The integration of in vitro cardiac tissue models, human induced pluripotent stem cells (hiPSCs) and genome-editing tools allows for the enhanced interrogation of physiological phenotypes and recapitulation of disease pathologies. Here, using a cardiac tissue model consisting of filamentous three-dimensional matrices populated with cardiomyocytes derived from healthy wild-type (WT) hiPSCs (WT hiPSC-CMs) or isogenic hiPSCs deficient in the sarcomere protein cardiac myosin-binding protein C (MYBPC3–/– hiPSC-CMs), we show that the WT microtissues adapted to the mechanical environment with increased contraction force commensurate to matrix stiffness, whereas the MYBPC3–/– microtissues exhibited impaired force development kinetics regardless of matrix stiffness and deficient contraction force only when grown on matrices with high fibre stiffness.

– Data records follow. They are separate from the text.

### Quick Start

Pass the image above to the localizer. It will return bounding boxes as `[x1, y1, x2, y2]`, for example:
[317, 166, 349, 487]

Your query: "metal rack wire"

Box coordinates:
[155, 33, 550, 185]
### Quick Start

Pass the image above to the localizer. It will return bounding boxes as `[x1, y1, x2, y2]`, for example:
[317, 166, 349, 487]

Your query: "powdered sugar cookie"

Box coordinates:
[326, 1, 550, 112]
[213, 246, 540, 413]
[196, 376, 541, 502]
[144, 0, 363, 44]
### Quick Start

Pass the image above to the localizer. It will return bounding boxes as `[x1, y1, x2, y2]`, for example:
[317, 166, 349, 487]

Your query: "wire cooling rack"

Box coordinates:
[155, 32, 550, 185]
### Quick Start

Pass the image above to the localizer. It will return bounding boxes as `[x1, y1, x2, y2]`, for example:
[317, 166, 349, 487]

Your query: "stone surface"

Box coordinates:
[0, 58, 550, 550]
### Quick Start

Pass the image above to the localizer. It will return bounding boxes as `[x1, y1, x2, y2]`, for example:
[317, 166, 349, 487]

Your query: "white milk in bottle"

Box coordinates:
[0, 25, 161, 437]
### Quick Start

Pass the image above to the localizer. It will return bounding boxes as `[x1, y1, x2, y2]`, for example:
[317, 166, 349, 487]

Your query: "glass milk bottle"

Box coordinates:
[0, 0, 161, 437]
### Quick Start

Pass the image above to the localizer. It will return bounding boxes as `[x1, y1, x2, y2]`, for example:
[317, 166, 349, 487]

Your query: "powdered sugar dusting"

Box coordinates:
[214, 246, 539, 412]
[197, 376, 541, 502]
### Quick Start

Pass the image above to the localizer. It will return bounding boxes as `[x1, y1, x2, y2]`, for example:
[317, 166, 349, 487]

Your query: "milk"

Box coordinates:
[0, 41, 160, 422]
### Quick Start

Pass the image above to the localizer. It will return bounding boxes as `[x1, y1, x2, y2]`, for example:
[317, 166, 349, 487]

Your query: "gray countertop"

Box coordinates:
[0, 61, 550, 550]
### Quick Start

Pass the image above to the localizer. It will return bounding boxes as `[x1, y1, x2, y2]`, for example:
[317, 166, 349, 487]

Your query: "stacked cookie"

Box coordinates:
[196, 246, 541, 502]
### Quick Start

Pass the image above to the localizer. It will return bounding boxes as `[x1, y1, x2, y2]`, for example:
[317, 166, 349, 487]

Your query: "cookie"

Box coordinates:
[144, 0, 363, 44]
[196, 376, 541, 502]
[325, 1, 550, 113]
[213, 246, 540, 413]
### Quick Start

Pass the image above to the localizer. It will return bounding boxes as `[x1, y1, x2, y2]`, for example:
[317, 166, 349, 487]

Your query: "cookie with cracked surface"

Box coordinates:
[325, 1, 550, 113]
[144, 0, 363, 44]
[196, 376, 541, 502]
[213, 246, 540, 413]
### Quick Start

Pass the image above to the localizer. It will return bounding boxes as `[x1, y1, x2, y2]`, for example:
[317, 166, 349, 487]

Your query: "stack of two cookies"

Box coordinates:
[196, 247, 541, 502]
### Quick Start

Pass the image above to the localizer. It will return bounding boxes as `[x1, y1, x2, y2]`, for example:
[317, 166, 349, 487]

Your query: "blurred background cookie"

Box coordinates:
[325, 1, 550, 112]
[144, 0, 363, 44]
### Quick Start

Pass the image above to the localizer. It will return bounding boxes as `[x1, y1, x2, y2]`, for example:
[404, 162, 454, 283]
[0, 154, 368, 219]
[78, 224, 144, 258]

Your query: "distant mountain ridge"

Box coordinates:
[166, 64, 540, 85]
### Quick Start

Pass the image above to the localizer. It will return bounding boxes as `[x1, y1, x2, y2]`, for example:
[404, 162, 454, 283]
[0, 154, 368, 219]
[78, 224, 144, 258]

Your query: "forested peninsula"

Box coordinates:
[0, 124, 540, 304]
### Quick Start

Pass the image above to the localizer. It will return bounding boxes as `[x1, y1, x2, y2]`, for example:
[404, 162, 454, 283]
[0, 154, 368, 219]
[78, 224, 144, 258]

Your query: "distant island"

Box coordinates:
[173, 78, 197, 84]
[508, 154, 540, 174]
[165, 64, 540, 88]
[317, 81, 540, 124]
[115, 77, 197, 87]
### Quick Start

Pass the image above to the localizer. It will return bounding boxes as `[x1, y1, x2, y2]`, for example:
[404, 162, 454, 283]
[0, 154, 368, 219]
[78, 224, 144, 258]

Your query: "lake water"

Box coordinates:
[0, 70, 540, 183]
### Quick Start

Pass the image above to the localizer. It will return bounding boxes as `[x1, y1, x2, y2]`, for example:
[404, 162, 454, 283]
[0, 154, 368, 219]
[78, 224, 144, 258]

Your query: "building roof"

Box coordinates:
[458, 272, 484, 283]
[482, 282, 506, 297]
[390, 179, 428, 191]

Under mechanical overload, the MYBPC3–/– microtissues had a higher degree of calcium transient abnormalities, and exhibited an accelerated decay of calcium dynamics as well as calcium desensitization, which accelerated when contracting against stiffer fibres. Our findings suggest that MYBPC3 deficiency and the presence of environmental stresses synergistically lead to contractile deficits in cardiac tissues.Cardiac tissue engineered to enable the modulation of mechanical resistance to tissue contraction facilitates the modelling of genetic pathologies associated with the absence of a thick-filament accessory protein found in striated heart muscle.